Ela diz, contudo, que é possível entrar em comum acordo sobre adicionais e folgas no momento do contrato ou por contrato adicional, em demandas como as impostas pela pandemia. Mas deixa claro que há uma diferença grande entre comum acordo e imposição.
“Pode variar [a folga] em cada acordo. Mas o que acontece: se a trabalhadora diz que não concorda, o empregador diz que não poderá mantê-la e ameaça demitir. A pessoa se vê coagida e, para não ficar desempregada, nesse momento de pandemia com 14 milhões de desempregados no país, ela aceita. Isso não é comum acordo, é imposição’, afirma Bastos.”
“Se tem medo da covid, patrão deveria pagar Uber”, diz advogada A advogada do Sindoméstico, Suely Veloso, avalia que a patroa tem medo da empregada por causa da doença e a vê como ameaça. “Como a empregada tem medo de perder seu emprego, necessita dessa renda, elas aceitam ficar na casa das patroas (…). As duas partes correm risco.”.
A lei prevê que a trabalhadora doméstica deve trabalhar até 44 horas semanais.
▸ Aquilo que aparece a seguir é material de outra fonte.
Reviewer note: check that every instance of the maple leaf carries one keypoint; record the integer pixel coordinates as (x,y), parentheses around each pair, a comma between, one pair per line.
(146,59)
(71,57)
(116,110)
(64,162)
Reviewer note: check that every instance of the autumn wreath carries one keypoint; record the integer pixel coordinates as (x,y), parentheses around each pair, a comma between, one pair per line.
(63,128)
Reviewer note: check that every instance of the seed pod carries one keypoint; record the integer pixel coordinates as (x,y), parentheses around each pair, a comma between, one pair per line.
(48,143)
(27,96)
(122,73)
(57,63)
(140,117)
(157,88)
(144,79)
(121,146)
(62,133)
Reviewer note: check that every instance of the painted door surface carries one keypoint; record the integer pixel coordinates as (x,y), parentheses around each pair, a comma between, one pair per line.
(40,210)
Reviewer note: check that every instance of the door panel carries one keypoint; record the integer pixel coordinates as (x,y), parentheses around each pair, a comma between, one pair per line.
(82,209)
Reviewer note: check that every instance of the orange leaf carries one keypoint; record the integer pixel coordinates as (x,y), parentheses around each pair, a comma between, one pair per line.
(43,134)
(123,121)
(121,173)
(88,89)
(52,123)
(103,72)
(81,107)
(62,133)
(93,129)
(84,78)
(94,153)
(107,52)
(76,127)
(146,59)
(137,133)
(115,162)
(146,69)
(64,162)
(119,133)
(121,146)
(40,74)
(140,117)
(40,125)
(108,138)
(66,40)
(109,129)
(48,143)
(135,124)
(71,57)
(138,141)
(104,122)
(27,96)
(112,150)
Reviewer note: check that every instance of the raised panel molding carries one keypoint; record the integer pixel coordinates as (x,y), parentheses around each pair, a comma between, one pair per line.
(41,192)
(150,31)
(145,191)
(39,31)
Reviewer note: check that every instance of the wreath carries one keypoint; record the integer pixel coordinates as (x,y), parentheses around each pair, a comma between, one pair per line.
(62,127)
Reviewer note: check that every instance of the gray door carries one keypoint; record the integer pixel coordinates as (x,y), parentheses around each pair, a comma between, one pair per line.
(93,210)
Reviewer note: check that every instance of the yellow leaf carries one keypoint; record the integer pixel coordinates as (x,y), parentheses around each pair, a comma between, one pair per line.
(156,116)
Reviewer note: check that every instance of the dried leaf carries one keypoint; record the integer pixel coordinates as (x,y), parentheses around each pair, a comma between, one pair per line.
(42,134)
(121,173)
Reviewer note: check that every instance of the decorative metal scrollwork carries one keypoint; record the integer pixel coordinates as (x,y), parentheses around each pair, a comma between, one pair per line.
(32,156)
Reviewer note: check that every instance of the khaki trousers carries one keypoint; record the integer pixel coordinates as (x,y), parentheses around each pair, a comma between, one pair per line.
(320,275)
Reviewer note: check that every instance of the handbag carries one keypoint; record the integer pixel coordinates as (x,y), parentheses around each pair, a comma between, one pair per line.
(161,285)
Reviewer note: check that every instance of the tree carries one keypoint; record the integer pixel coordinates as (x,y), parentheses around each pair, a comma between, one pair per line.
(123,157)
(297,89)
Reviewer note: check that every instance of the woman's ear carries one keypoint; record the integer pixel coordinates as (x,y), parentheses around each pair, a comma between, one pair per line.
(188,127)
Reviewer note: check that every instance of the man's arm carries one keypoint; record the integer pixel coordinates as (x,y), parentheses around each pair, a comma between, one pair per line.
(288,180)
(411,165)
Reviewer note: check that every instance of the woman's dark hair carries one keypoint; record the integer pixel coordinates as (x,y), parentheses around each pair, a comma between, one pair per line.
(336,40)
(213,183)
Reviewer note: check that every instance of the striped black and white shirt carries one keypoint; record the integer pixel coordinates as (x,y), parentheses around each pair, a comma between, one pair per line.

Ao ultrapassar o horário previsto no contrato, devem ser pagos hora extra e adicional noturno.
“Eu defendo que elas não deveriam aceitar ficar na casa da patroa, que vai querer dispor dela o tempo todo em que ela estiver lá. Isso extrapola os limites jurídicos”, opina a advogada. E é difícil dizer quando começa e termina o trabalho doméstico quando a trabalhadora está dormindo na casa do patrão.
Os empregadores deveriam, ainda, dar condições para a empregada trabalhar, incluindo pagar o deslocamento para sua casa e, de lá, para a casa da patroa. “Se quer mais segurança contra a covid, que pague um táxi ou Uber, ou que as leve e busque”, diz a advogada. Além disso, devem fornecer EPIs (equipamentos de proteção individual) como máscara, álcool em gel e até face shield, se for o caso.
“Empregada tem família também. O lado mais forte que é do patrão, que muitas vezes não paga nem a mais o valor. Mas como a empregada é a parte mais fraca, é a necessitada, elas aceitam.”.